Enterprise AI is coming, and it's about to learn all the wrong lessons about marketing effectiveness
🚨 TL;DR: Most advertisers will train AI systems on flawed campaign measurement data, risking a generation of misinformed media planning.
By Rick Bruner, CEO, Central Control
Last week's I-COM Global summit was, once again, a highlight of the year for me. While its setting is always spectacular (Menorca was no exception) and the fine food and wine certainly helped, what truly distinguishes I-COM is the quality of the discussions, thanks to the seniority and expertise of attendees from across the ad ecosystem.
The dominant theme this year: large organizations preparing for enterprise-scale AI. We heard from brands including ASR Nederland, AXA, Bolt, BRF, Coca-Cola, Diageo, Dun & Bradstreet, Haleon, IKEA, Jaguar, Mars, Matalan, Nestlé, Reckitt, Red Bull Racing, Sonae, Unilever, and Volkswagen about using AI to optimize virtually every facet of marketing: user attention, content creation, creative assets, CRM, customer engagement, customer insights, customer journey, data governance, personalization, product catalogs, sales leads, social media optimization, and more.

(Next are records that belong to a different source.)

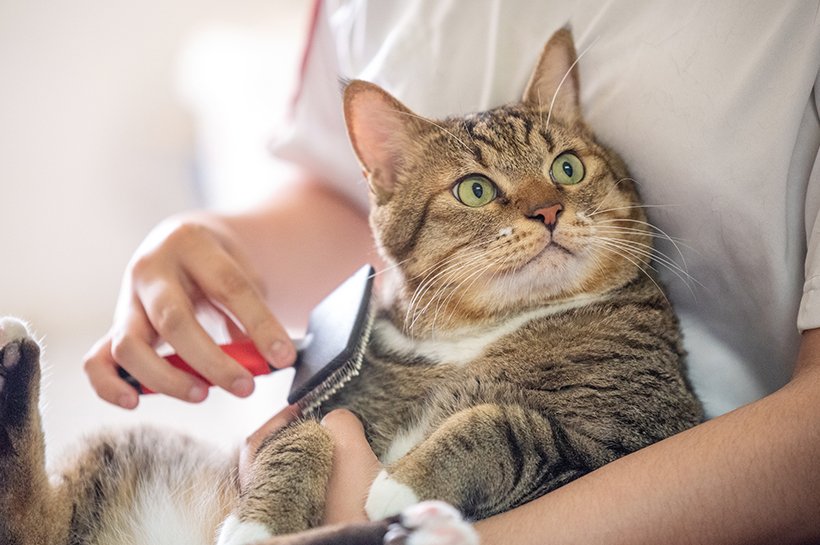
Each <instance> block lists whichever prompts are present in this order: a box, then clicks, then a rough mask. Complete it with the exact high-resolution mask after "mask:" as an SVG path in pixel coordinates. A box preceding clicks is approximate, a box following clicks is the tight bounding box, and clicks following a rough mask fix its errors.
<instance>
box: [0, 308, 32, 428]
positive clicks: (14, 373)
mask: <svg viewBox="0 0 820 545" xmlns="http://www.w3.org/2000/svg"><path fill="white" fill-rule="evenodd" d="M39 357H40V347H39V346H38V345H37V343H36V342H35V341H34V340H32V339H31V336H30V334H29V331H28V328H27V327H26V325H25V324H24V323H23V322H21V321H20V320H18V319H16V318H8V317H7V318H0V394H2V395H0V424H2V425H3V426H6V425H15V424H21V423H22V422H23V421H24V420H25V415H26V414H27V407H28V406H29V403H28V401H29V400H30V398H31V395H32V392H33V391H34V385H35V384H36V383H37V380H38V378H39V365H38V361H39Z"/></svg>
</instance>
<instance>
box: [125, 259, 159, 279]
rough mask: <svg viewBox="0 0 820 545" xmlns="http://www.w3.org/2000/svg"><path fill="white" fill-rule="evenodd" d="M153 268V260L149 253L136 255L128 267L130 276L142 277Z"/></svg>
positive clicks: (153, 263)
mask: <svg viewBox="0 0 820 545" xmlns="http://www.w3.org/2000/svg"><path fill="white" fill-rule="evenodd" d="M153 268H154V261H153V259H152V255H151V254H143V255H140V256H138V257H136V258H135V259H134V260H133V261H132V262H131V265H130V267H129V271H130V276H131V277H132V278H143V277H145V276H147V275H149V274H150V273H151V270H152V269H153Z"/></svg>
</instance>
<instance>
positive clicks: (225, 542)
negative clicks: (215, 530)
mask: <svg viewBox="0 0 820 545" xmlns="http://www.w3.org/2000/svg"><path fill="white" fill-rule="evenodd" d="M271 537H272V534H271V533H270V532H269V531H268V529H267V528H266V527H265V526H264V525H263V524H261V523H259V522H253V521H244V522H243V521H241V520H239V517H237V516H236V515H230V516H228V518H226V519H225V521H224V522H223V523H222V526H220V527H219V540H218V541H217V545H250V544H251V543H257V542H259V541H264V540H266V539H270V538H271Z"/></svg>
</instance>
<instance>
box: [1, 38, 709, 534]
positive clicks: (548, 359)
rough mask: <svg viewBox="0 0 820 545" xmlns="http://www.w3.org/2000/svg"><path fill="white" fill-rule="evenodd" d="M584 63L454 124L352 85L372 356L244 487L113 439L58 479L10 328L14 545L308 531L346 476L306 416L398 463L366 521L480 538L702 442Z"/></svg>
mask: <svg viewBox="0 0 820 545" xmlns="http://www.w3.org/2000/svg"><path fill="white" fill-rule="evenodd" d="M575 65H576V54H575V49H574V47H573V45H572V38H571V36H570V34H569V32H568V31H567V30H561V31H559V32H558V33H556V34H555V35H554V36H553V37H552V38H551V39H550V41H549V42H548V43H547V45H546V47H545V49H544V52H543V53H542V56H541V58H540V60H539V62H538V64H537V66H536V68H535V71H534V73H533V75H532V77H531V79H530V81H529V84H528V85H527V88H526V90H525V92H524V97H523V100H522V101H521V102H519V103H516V104H512V105H507V106H502V107H500V108H497V109H494V110H490V111H486V112H481V113H477V114H472V115H468V116H464V117H453V118H448V119H444V120H440V121H432V120H429V119H425V118H423V117H420V116H418V115H416V114H414V113H412V112H410V111H409V110H408V109H407V108H406V107H405V106H403V105H402V104H401V103H399V102H398V101H397V100H396V99H395V98H393V97H392V96H390V95H389V94H388V93H387V92H385V91H384V90H382V89H381V88H379V87H378V86H376V85H374V84H371V83H366V82H363V81H353V82H351V83H349V84H348V85H347V87H346V89H345V93H344V113H345V118H346V122H347V126H348V131H349V135H350V139H351V142H352V144H353V148H354V150H355V152H356V155H357V157H358V159H359V161H360V163H361V166H362V168H363V170H364V173H365V176H366V178H367V180H368V182H369V184H370V188H371V195H372V212H371V224H372V227H373V230H374V233H375V237H376V240H377V242H378V245H379V248H380V251H381V253H382V255H383V257H384V259H385V261H386V262H387V263H388V264H389V267H388V269H387V273H386V277H387V280H386V281H385V282H384V285H383V289H382V293H381V296H380V300H379V304H378V311H377V315H376V317H375V321H374V325H373V335H372V338H371V342H370V344H369V346H368V348H367V352H366V356H365V363H364V368H363V371H362V374H361V375H360V376H359V377H358V378H357V379H355V380H353V381H352V382H351V383H349V384H348V385H347V386H346V387H345V388H344V389H342V390H341V392H339V393H338V394H336V395H335V397H333V398H331V399H330V400H329V401H328V402H327V403H326V404H325V405H324V406H323V407H321V409H320V410H319V411H318V413H317V414H312V415H306V416H305V418H304V419H302V420H300V421H299V422H297V423H295V424H292V425H290V426H289V427H287V428H285V429H284V430H282V431H281V432H279V433H278V434H276V435H274V436H272V437H269V438H268V439H267V440H266V441H265V442H264V443H263V444H262V446H261V447H260V448H259V450H258V453H257V456H256V459H255V462H254V463H253V465H252V468H251V471H250V479H249V482H248V483H246V484H244V485H243V486H242V487H240V485H239V483H238V482H237V480H236V479H235V477H234V474H235V471H234V468H235V463H236V460H235V459H222V458H219V457H215V455H214V454H212V453H211V452H210V451H208V450H207V449H205V448H204V447H202V446H200V445H198V444H196V443H194V442H193V441H190V440H188V439H184V438H181V437H178V436H173V435H168V434H163V433H160V432H156V431H152V430H144V429H139V430H133V431H128V432H115V433H111V434H109V435H104V436H100V437H99V438H97V439H96V440H94V441H92V442H90V443H89V444H87V445H86V446H85V448H84V450H82V452H80V453H79V454H78V455H77V456H76V457H75V458H72V459H71V460H69V461H68V462H67V463H66V464H65V468H64V469H62V470H60V471H58V472H57V473H55V474H54V475H53V476H52V478H51V480H49V477H47V475H46V472H45V470H44V466H43V437H42V432H41V428H40V422H39V418H40V417H39V414H38V411H37V396H38V383H39V368H38V365H37V357H38V348H37V345H36V344H35V343H34V342H33V341H31V340H30V339H27V338H26V334H25V331H21V329H20V327H21V326H19V324H18V323H17V322H14V321H11V320H6V321H5V322H3V324H4V326H3V327H0V332H5V333H2V335H4V336H5V338H0V344H3V343H5V347H4V348H3V351H2V353H0V389H2V391H0V394H1V396H2V397H0V482H2V487H0V515H1V516H2V518H0V542H2V543H3V544H4V545H70V544H80V543H82V544H101V545H102V544H105V545H119V544H143V543H144V544H151V545H157V544H163V543H174V544H175V545H178V544H185V543H191V544H194V543H196V544H208V543H213V542H215V541H218V542H219V543H220V544H221V545H243V544H245V543H251V542H255V541H258V540H263V539H265V538H267V537H270V536H273V535H278V534H285V533H292V532H298V531H302V530H306V529H308V528H310V527H313V526H316V525H317V524H319V522H320V519H321V516H322V510H323V505H324V497H325V488H326V485H327V481H328V475H329V471H330V467H331V461H332V460H331V457H332V441H331V438H330V437H329V436H328V434H327V432H326V431H325V429H324V428H323V427H322V426H320V425H319V423H318V421H317V418H316V417H321V416H322V414H324V413H326V412H327V411H329V410H332V409H334V408H339V407H346V408H349V409H351V410H352V411H354V412H355V413H356V414H357V415H358V416H359V417H360V418H361V419H362V421H363V422H364V425H365V431H366V433H367V436H368V438H369V440H370V443H371V445H372V447H373V449H374V451H375V452H376V453H377V455H378V456H379V458H380V460H381V461H382V463H383V464H384V470H383V471H382V472H381V473H380V474H379V476H378V477H377V478H376V480H375V481H374V483H373V484H372V487H371V490H370V493H369V496H368V498H367V502H366V511H367V513H368V515H369V517H370V518H371V519H373V520H376V519H381V518H383V517H387V516H390V515H393V514H395V513H397V512H399V511H401V510H402V509H403V508H405V507H407V506H409V505H411V504H414V503H416V502H418V501H419V500H424V499H440V500H444V501H446V502H448V503H450V504H452V505H454V506H456V507H457V508H458V509H460V510H461V511H462V512H463V513H465V514H466V516H467V517H469V518H471V519H480V518H483V517H488V516H490V515H492V514H495V513H499V512H501V511H505V510H508V509H511V508H513V507H515V506H517V505H521V504H522V503H524V502H527V501H529V500H532V499H534V498H537V497H538V496H541V495H543V494H545V493H547V492H549V491H550V490H553V489H555V488H557V487H559V486H561V485H563V484H565V483H567V482H569V481H571V480H573V479H576V478H578V477H580V476H582V475H584V474H585V473H588V472H590V471H592V470H594V469H595V468H597V467H600V466H602V465H603V464H606V463H607V462H610V461H612V460H614V459H616V458H618V457H619V456H623V455H625V454H627V453H629V452H632V451H635V450H637V449H640V448H642V447H644V446H646V445H648V444H650V443H653V442H655V441H658V440H660V439H663V438H664V437H667V436H670V435H672V434H675V433H678V432H680V431H682V430H684V429H686V428H689V427H691V426H693V425H695V424H697V423H698V422H700V421H701V419H702V411H701V406H700V404H699V402H698V401H697V399H696V398H695V396H694V395H693V393H692V390H691V388H690V387H689V385H688V383H687V380H686V378H685V377H684V361H683V355H684V354H683V349H682V347H681V340H680V334H679V332H678V324H677V320H676V318H675V315H674V313H673V311H672V308H671V306H670V304H669V301H668V300H667V299H666V297H665V296H664V293H663V291H662V289H661V288H660V287H659V284H658V280H657V279H655V278H654V277H653V276H652V274H651V273H650V272H649V271H650V270H651V268H650V258H651V255H652V250H651V240H652V233H651V229H650V228H649V227H648V224H647V223H646V217H645V215H644V212H643V208H642V207H641V206H640V205H639V197H638V193H637V190H636V188H635V184H634V182H633V180H632V179H631V178H629V175H628V174H627V171H626V168H625V166H624V164H623V163H622V161H621V160H620V159H619V158H618V157H617V156H616V155H615V154H614V153H613V152H612V151H611V150H609V149H607V148H606V147H604V146H603V145H602V144H601V143H600V142H598V140H596V138H595V137H594V135H593V134H592V132H591V131H590V129H589V128H588V127H587V126H586V125H585V124H584V122H583V120H582V118H581V112H580V108H579V99H578V94H579V91H578V78H577V70H576V68H575ZM226 516H227V519H225V517H226ZM223 519H225V522H224V523H223V524H222V525H221V527H220V525H219V523H220V521H222V520H223ZM217 536H218V537H217Z"/></svg>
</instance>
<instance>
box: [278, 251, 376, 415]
mask: <svg viewBox="0 0 820 545" xmlns="http://www.w3.org/2000/svg"><path fill="white" fill-rule="evenodd" d="M374 274H375V271H374V270H373V267H371V266H370V265H365V266H364V267H362V268H361V269H359V270H358V271H357V272H356V273H355V274H354V275H353V276H351V277H350V278H348V279H347V280H346V281H345V282H344V283H343V284H341V285H340V286H339V287H338V288H336V289H335V290H333V292H331V293H330V295H328V296H327V297H325V298H324V299H323V300H322V302H321V303H319V304H318V305H317V306H316V308H314V309H313V311H312V312H311V313H310V320H309V321H308V329H307V334H306V335H305V340H304V342H303V344H302V346H301V347H300V348H299V350H298V352H297V358H296V364H295V368H296V374H295V376H294V378H293V384H292V385H291V387H290V394H288V403H290V404H294V403H298V402H300V401H303V398H305V396H308V395H309V394H311V393H314V394H315V393H316V392H315V391H316V390H317V389H319V390H329V389H333V388H334V387H335V386H336V385H335V384H328V383H327V382H326V381H328V380H329V379H331V377H332V375H333V374H334V372H336V371H340V370H344V368H345V365H347V364H353V362H357V361H358V362H360V360H361V357H362V352H363V351H364V349H365V346H364V345H365V344H366V342H367V338H368V337H369V335H367V332H368V331H369V326H370V314H371V309H370V304H371V298H372V292H373V276H374ZM341 374H342V375H343V374H344V373H341ZM338 376H339V373H337V375H336V377H333V378H337V377H338ZM348 378H349V377H348ZM331 382H332V381H331Z"/></svg>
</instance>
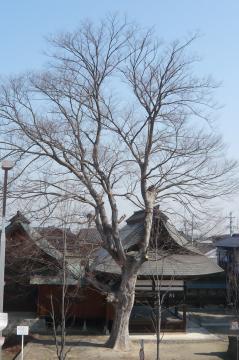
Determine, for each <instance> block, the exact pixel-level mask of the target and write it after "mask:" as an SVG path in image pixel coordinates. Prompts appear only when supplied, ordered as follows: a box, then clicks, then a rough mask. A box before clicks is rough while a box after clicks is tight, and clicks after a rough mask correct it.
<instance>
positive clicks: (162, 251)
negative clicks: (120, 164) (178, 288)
mask: <svg viewBox="0 0 239 360" xmlns="http://www.w3.org/2000/svg"><path fill="white" fill-rule="evenodd" d="M140 215H141V214H140ZM137 219H138V221H139V222H138V223H137V222H136V221H135V220H136V218H134V221H133V222H130V223H128V224H127V225H126V226H125V227H124V228H122V230H121V231H120V235H121V239H122V243H123V246H124V248H125V249H130V248H131V246H132V245H135V244H137V243H138V242H140V240H141V239H142V238H143V236H144V224H143V222H142V217H138V215H137ZM162 223H163V226H164V227H165V229H166V231H167V233H168V236H169V238H170V239H171V242H172V244H175V245H176V246H177V247H178V249H180V251H178V252H176V253H172V251H171V252H169V253H166V252H165V250H164V249H161V250H160V249H159V255H160V256H161V257H160V256H158V257H157V258H158V260H157V261H156V260H155V251H149V252H148V258H149V260H148V261H146V262H144V263H143V265H142V266H141V268H140V270H139V275H145V276H152V275H156V274H163V275H164V276H165V277H167V276H168V277H172V276H173V277H174V276H175V277H195V276H198V275H199V276H202V275H208V274H215V273H219V272H222V271H223V270H222V269H221V268H220V267H219V266H218V265H217V264H215V263H214V262H213V261H211V260H210V259H208V258H207V257H206V256H204V255H203V254H202V253H201V252H200V251H199V250H198V249H196V248H195V247H193V246H192V245H191V243H190V242H189V241H188V240H187V239H186V238H184V237H183V235H182V234H180V233H179V232H178V231H177V229H176V228H175V227H174V226H173V225H172V224H171V223H170V222H169V221H168V220H167V218H166V217H163V218H162ZM172 248H173V247H172ZM91 268H92V269H94V270H96V271H100V272H107V273H112V274H119V273H120V268H119V266H118V265H117V264H116V263H115V261H114V260H113V259H112V258H111V256H110V255H109V254H108V252H107V251H106V250H104V249H100V250H99V251H98V252H97V256H96V260H95V261H94V262H93V263H92V264H91Z"/></svg>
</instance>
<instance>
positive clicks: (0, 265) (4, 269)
mask: <svg viewBox="0 0 239 360" xmlns="http://www.w3.org/2000/svg"><path fill="white" fill-rule="evenodd" d="M13 166H14V164H13V162H12V161H9V160H4V161H3V162H2V169H3V170H4V181H3V204H2V232H1V248H0V340H1V341H0V359H1V358H2V348H1V347H2V344H3V342H4V339H3V338H2V330H3V329H4V328H5V327H6V326H7V314H4V313H3V299H4V273H5V247H6V234H5V223H6V220H5V219H6V204H7V176H8V171H9V170H11V169H12V168H13Z"/></svg>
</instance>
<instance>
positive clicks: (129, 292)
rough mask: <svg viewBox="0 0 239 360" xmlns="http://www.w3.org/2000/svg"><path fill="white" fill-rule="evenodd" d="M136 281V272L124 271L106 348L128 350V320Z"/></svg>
mask: <svg viewBox="0 0 239 360" xmlns="http://www.w3.org/2000/svg"><path fill="white" fill-rule="evenodd" d="M136 279H137V271H136V270H134V271H133V272H132V271H130V270H129V271H127V270H126V271H124V272H123V274H122V281H121V285H120V289H119V291H118V294H117V302H116V304H115V317H114V322H113V326H112V330H111V333H110V337H109V339H108V341H107V343H106V345H107V346H109V347H111V348H113V349H116V350H129V349H130V339H129V318H130V314H131V310H132V307H133V305H134V298H135V284H136Z"/></svg>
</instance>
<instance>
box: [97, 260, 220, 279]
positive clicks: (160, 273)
mask: <svg viewBox="0 0 239 360" xmlns="http://www.w3.org/2000/svg"><path fill="white" fill-rule="evenodd" d="M96 270H97V271H101V272H107V273H112V274H120V268H119V266H118V265H117V264H116V263H115V262H114V261H113V259H110V260H108V261H106V262H103V263H102V264H98V265H97V267H96ZM219 272H222V269H221V268H220V267H219V266H217V265H216V264H215V263H214V262H213V261H211V260H209V259H208V258H207V257H206V256H203V255H170V256H166V257H165V258H161V259H159V260H157V261H156V260H149V261H145V262H144V263H143V265H142V266H141V268H140V269H139V273H138V275H144V276H155V275H157V274H160V276H161V275H163V276H164V277H196V276H198V275H199V276H202V275H208V274H215V273H219Z"/></svg>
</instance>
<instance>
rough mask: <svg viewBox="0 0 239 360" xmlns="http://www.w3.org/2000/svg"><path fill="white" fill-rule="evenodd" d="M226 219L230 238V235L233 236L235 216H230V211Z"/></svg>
mask: <svg viewBox="0 0 239 360" xmlns="http://www.w3.org/2000/svg"><path fill="white" fill-rule="evenodd" d="M227 219H229V229H230V236H232V234H233V219H235V216H232V211H230V213H229V216H228V217H227Z"/></svg>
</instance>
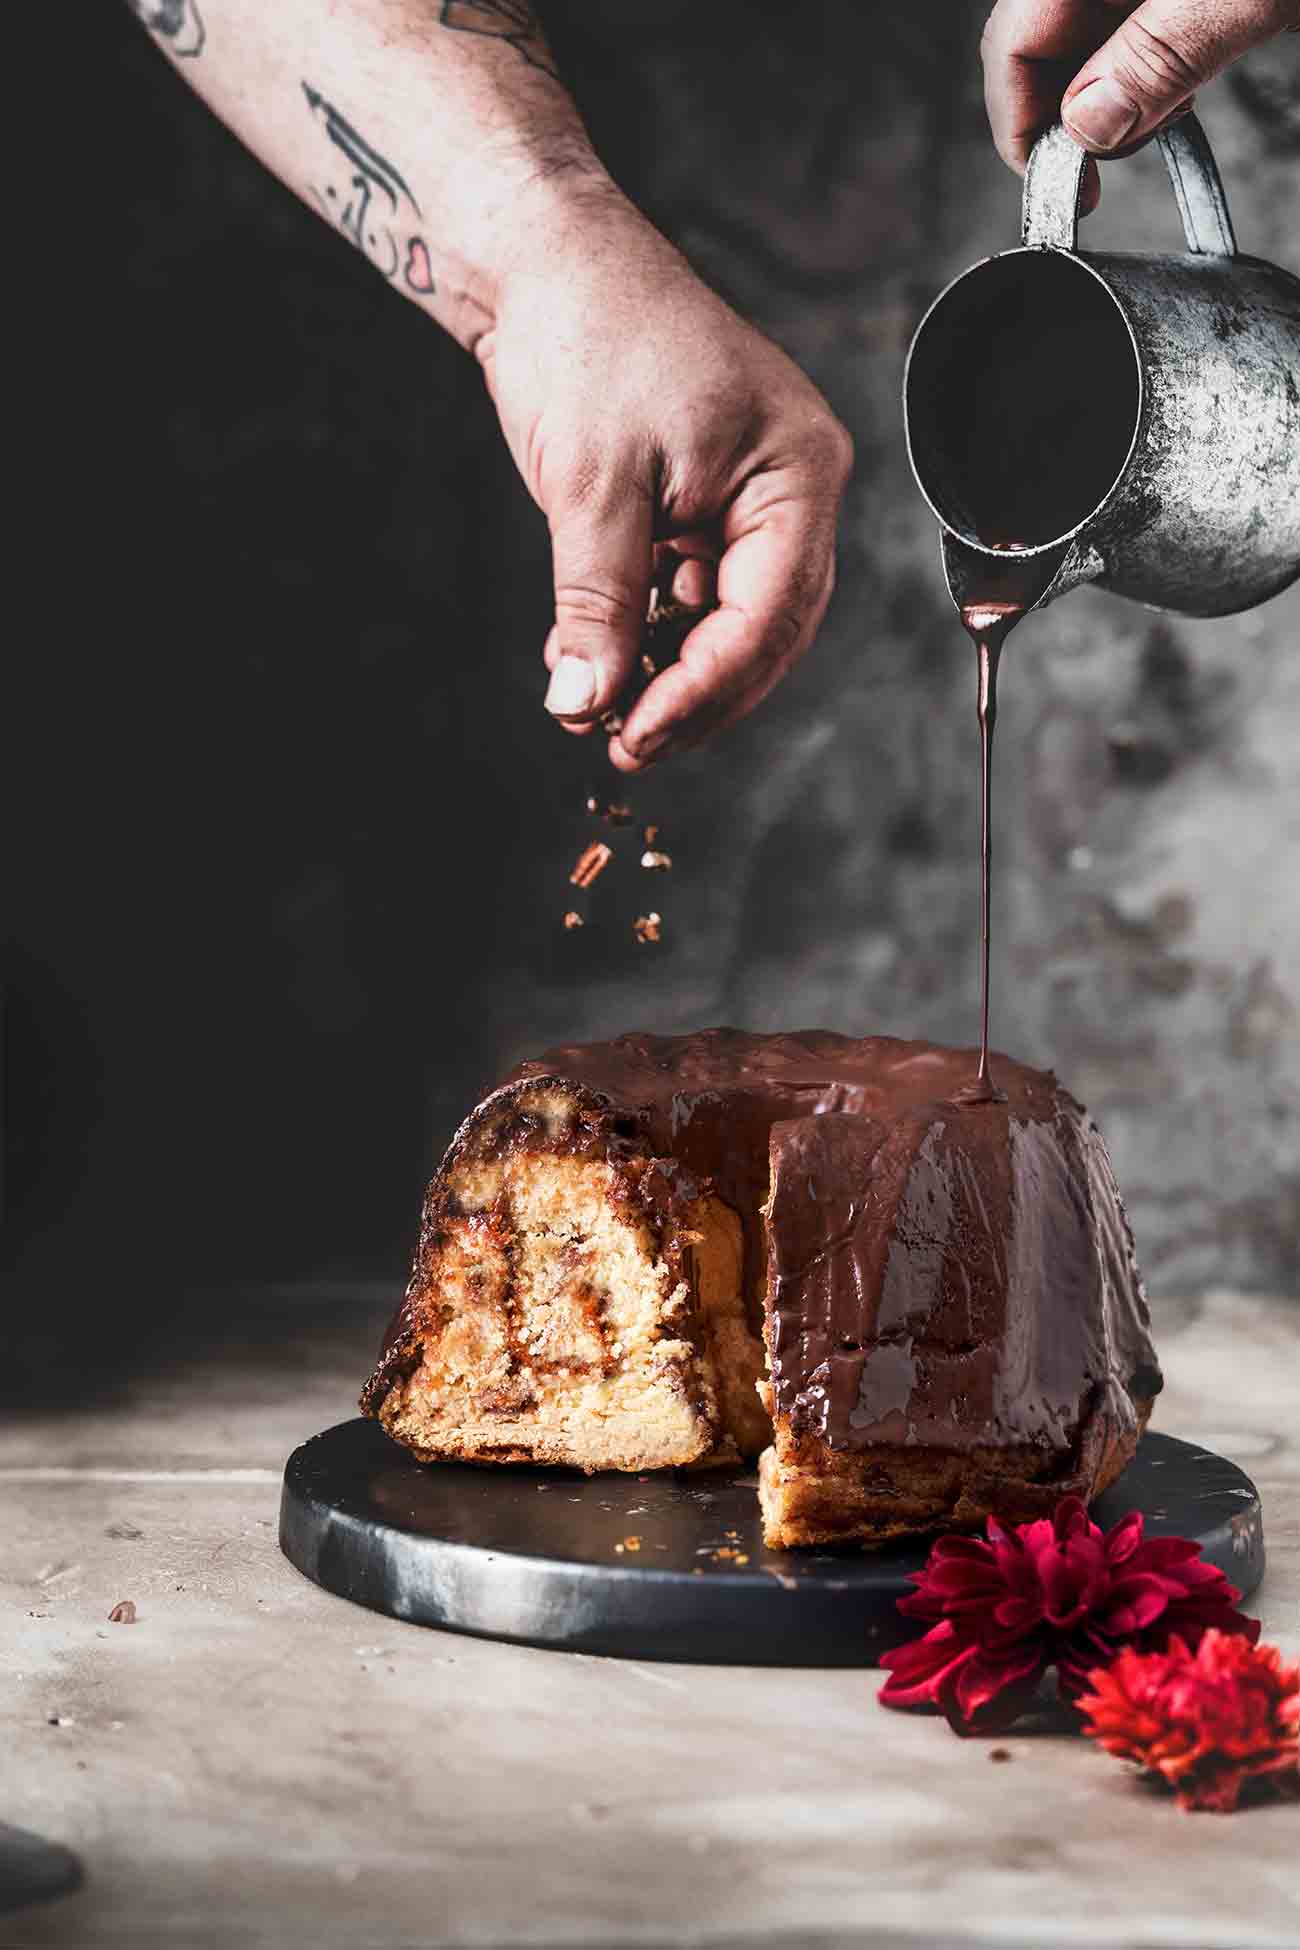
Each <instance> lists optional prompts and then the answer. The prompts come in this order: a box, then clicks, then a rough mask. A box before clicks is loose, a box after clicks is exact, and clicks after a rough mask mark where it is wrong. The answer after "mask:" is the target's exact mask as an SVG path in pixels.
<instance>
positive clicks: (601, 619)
mask: <svg viewBox="0 0 1300 1950" xmlns="http://www.w3.org/2000/svg"><path fill="white" fill-rule="evenodd" d="M637 606H639V604H637V599H635V597H633V593H631V591H630V589H628V587H626V585H620V583H616V581H612V579H608V581H600V579H594V577H593V579H589V581H581V583H569V581H565V583H557V585H555V620H557V622H561V624H591V626H593V628H596V630H618V628H622V626H624V624H628V622H630V620H631V618H633V616H635V618H637V620H639V616H637Z"/></svg>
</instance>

Two standout keynotes, by Nestlé's Head of Data and Marketing Analytics, Isabelle Lacarce-Paumier, and Mastercard's Fellow of Data & AI, JoAnn Stonier, focused on a critical point: AI’s success hinges on the quality of its training data. Every analyst knows that 90% of insights work is cleaning and preparing the data.
The situation couldn’t be more urgent. My longtime friend Andy Fisher, one of the few industry experts with more experience running randomized controlled experiments than I, pointed out that most companies still don't use high-quality tests to measure advertising ROI. As a result, they’re about to embed flawed campaign conclusions into AI-driven planning tools, creating a knowledge debt that could take decades to rectify.
As I’ve written here recently, most advertisers still rely on quasi-experiments at best, or decade-old attribution models at worst. Even today’s favored quasi-methods — synthetic controls, debiased ML, stratified propensity scores — offer only the illusion of experimental rigor, often delivering systematically biased results.
By contrast, randomized controlled trials, especially large-scale geo tests, remain the most reliable evidence for determining media effectiveness. Yet they’re underused and underappreciated.
Why? Because quasi-experiments are “customer pleasing,” as an MMM expert recently put it. They skew positive, so much so that Meta now mandates synthetic control methods (via its GeoTest R package) for official experimentation partners, one told me the other day, because the results are reliably favorable to Meta's media.
That might be fine if those tests stayed in the drawer as one-off vanity metrics. But with enterprise AI, they won’t. They’ll be unearthed and fed, by the dozens or hundreds, into new automated planning systems, training the next generation of tools on false signals and leading to years of misallocated media spend.
The principle is simple: garbage in, garbage out.
Saying goodbye to the Mediterranean for another year, all the Manchego and saffron bulging in my suitcase couldn't soothe my unease about the future of marketing performance. It’s time to standardize on real evidence. Randomized experiments should be the norm, not the exception, for ROAS testing. The future of AI-assisted media planning depends on it.